Pavel et Olga Syutkin

Pavel et Olga Syutkin

D’où vient le nom du plat ? Le mot “ushnoye” vient de la même racine que “ukha” et “yushka” qui signifient “bouillon” ou “liquide”. Cette racine se trouve en proto-slave juxa : en proto-indo-européen c’est ifs-/yuHs.
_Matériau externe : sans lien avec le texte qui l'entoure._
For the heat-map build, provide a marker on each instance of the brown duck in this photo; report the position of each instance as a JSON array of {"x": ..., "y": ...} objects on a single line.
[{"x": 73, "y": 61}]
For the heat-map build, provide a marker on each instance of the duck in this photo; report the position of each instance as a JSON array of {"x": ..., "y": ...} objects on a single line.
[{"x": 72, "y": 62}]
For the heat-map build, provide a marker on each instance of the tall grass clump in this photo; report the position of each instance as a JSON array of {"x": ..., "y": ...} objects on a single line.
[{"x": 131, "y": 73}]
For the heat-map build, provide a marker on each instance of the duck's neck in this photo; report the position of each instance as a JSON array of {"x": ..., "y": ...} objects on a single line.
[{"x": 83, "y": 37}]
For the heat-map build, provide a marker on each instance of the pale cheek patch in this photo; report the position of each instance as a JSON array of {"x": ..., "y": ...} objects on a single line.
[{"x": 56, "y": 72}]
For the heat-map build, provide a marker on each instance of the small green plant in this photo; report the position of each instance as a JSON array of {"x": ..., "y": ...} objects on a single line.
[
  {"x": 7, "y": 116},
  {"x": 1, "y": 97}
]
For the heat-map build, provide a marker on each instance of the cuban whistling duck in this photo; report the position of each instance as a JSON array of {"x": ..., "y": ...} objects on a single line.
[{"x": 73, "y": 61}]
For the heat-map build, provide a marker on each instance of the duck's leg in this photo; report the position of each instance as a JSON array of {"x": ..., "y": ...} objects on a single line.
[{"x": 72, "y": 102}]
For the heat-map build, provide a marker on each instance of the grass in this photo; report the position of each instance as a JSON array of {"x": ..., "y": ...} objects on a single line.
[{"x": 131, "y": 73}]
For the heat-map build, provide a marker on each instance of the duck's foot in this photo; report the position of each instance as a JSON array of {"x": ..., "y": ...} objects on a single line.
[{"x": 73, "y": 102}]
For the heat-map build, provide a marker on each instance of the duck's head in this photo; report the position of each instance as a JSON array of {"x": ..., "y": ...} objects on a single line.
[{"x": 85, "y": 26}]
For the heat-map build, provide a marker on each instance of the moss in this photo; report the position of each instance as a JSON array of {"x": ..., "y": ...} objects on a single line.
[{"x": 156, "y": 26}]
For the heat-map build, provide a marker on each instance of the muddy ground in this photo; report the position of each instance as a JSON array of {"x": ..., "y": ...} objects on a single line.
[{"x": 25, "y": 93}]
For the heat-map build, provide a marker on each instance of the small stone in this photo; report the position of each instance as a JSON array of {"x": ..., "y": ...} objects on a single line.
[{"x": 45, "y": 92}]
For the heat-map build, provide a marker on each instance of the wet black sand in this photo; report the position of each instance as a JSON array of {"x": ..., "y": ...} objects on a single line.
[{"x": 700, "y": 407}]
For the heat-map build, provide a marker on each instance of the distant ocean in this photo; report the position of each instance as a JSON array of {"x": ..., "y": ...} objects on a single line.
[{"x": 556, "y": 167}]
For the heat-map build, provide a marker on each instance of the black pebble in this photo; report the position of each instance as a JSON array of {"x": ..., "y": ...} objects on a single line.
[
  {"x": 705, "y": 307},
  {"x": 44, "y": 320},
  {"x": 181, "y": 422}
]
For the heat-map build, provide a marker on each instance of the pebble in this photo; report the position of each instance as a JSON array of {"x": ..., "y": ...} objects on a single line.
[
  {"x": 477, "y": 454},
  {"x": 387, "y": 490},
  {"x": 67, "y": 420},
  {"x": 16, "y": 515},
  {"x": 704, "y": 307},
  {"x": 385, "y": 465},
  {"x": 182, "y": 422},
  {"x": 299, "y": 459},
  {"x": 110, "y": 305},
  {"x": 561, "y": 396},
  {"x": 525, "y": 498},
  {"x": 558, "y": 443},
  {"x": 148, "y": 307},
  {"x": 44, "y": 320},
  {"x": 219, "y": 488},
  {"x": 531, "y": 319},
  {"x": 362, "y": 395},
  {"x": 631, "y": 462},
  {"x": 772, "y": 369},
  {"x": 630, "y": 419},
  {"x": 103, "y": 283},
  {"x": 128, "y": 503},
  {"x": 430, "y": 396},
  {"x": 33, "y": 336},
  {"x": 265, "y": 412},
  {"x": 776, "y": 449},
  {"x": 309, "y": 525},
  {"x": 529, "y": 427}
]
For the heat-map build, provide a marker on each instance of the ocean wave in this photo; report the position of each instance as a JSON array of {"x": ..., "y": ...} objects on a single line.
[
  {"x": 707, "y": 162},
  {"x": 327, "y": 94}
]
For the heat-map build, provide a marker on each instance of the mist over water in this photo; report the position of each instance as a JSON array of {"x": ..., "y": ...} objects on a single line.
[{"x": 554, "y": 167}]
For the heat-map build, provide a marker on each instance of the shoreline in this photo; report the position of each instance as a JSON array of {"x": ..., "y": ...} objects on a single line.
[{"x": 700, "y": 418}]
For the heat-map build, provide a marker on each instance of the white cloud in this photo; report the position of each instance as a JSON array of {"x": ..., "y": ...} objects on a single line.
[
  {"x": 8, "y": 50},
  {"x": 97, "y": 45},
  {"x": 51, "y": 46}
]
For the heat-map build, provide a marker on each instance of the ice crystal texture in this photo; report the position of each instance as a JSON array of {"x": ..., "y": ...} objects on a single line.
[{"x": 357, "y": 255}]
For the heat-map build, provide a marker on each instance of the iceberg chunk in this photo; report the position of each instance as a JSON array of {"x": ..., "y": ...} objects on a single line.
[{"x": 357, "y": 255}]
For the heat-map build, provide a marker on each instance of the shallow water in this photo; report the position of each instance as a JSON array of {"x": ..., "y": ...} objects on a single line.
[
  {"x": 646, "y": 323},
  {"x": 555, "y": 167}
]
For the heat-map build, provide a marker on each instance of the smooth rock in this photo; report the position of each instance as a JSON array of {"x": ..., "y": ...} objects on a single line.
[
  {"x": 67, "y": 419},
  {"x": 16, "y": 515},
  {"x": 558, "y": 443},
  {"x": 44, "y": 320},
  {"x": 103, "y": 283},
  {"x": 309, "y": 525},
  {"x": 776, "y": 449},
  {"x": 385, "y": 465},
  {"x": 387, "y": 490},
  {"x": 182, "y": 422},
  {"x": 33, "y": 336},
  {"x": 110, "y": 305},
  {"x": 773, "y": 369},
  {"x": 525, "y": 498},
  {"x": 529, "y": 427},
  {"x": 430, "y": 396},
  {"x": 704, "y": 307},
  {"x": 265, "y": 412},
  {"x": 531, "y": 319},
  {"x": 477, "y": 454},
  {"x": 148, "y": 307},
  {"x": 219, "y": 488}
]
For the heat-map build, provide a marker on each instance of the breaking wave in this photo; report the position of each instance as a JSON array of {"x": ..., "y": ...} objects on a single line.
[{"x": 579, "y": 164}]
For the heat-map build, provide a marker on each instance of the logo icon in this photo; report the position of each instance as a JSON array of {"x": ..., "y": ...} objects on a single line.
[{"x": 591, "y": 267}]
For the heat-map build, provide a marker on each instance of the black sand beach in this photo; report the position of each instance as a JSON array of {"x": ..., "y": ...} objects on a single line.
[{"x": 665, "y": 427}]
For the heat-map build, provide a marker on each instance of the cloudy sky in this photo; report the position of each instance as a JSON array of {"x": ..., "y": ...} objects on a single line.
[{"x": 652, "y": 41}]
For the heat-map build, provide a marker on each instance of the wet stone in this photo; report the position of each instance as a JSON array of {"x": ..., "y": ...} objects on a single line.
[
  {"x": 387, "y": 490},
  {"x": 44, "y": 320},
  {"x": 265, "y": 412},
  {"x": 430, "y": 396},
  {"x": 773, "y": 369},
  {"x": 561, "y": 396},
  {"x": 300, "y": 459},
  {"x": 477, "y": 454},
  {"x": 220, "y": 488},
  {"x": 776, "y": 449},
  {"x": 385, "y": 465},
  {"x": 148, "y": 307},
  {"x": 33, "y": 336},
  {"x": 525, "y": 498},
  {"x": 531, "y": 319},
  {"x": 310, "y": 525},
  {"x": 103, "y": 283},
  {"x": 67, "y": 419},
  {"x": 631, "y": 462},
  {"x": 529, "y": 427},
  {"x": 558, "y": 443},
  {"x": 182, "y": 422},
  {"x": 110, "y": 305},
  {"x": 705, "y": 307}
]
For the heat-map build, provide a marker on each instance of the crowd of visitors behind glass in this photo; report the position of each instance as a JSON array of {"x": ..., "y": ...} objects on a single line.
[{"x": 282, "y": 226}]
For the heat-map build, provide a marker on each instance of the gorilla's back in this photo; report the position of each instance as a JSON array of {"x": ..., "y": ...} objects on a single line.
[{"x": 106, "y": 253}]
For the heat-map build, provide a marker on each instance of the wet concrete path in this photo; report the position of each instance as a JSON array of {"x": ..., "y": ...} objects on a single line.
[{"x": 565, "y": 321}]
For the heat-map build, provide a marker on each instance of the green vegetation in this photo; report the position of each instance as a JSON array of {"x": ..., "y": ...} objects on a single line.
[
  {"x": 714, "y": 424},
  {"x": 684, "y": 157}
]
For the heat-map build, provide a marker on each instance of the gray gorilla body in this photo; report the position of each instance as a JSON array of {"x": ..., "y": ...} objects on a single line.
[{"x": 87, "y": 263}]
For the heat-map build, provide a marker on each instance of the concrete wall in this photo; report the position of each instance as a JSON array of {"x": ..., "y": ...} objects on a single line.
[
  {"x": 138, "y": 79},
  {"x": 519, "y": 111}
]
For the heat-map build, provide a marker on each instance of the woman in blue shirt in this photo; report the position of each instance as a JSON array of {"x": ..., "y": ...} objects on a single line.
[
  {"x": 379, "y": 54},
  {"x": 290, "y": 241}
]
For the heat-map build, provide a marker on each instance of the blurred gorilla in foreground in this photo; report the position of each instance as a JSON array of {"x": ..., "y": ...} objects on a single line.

Lorsque le célèbre premier livre de cuisine domestique, “Domostroi”, a été écrit dans les années 1550, ukha était le nom universel d’un bouillon à base de viande, de poisson ou de volaille. Vous pouvez trouver des recettes de “poulet ukha” ou “canard ukha” dans des textes anciens. Dans le même temps, contrairement à d’autres soupes de l’ancienne cuisine russe telles que le kalya ou le shchi, peu d’ingrédients ont été ajoutés à l’ukha. Un morceau de viande ou de poisson était simplement bouilli puis utilisé dans un autre plat.

Alors, comment s’appelait la viande retirée de l’ukha ? Selon les règles de la langue russe de cette époque, il s’appelait bien sûr ushnoye.

L’agneau ou le poisson sorti du bouillon était mis dans une poêle ou une marmite. Un peu de bouillon a été ajouté, mais pas assez pour couvrir complètement la viande ou le poisson. Des légumes et des épices ont été ajoutés. Et puis tout a été mijoté lentement au four ou sur la cuisinière.

Vous pouvez trouver de l’ushnoye dans des livres de cuisine et diverses autres sources écrites du XVIe au XVIIIe siècle. Au début du XIXe siècle, il apparaît moins souvent dans les livres de cuisine. Et dans les années 1860 et 1870, il avait presque complètement disparu de la littérature culinaire commune.

Pourquoi? La raison est simple. Le plat n’a pas disparu. Mais son ancien nom a été remplacé par un nom que le public des villes connaissait mieux : « ragoût ».

Mais revenons aux premières versions de ce plat ancien. Quoi de mieux par une froide et morne soirée de novembre ?

Ekaterina Kekhter

Ekaterina Kekhter

Ouchnoye

Ingrédients

  • 1 kg (2,2 lb) de viande (poitrine d’agneau ou de bœuf, joues de porc)
  • 2 oignons moyens
  • 2 petites carottes
  • 2 navets moyens
  • 400 ml (1 ½ tasse) de bouillon de viande
  • 3 cuillères à soupe de beurre fondu
  • 2 gousses d’ail
  • Poivre
  • feuille de laurier
  • Sel, poivre noir moulu au goût
  • Aneth, persil pour servir

Des instructions

  • Couper la viande en morceaux de 3×3 cm. Couper les légumes en petits cubes.
  • Faites frire la viande dans de l’huile chauffée et mettez-la dans un pot en fonte ou en argile. Faites ensuite revenir les légumes et ajoutez-les à la viande.
  • Saler et poivrer, ajouter l’ail haché, le laurier et le poivre et verser le bouillon chaud dessus.
  • Mettez-le dans un four chauffé à 170˚C (340˚F) et cuire pendant 2-2 1/2 heures. Servir avec du persil finement haché et de l’aneth.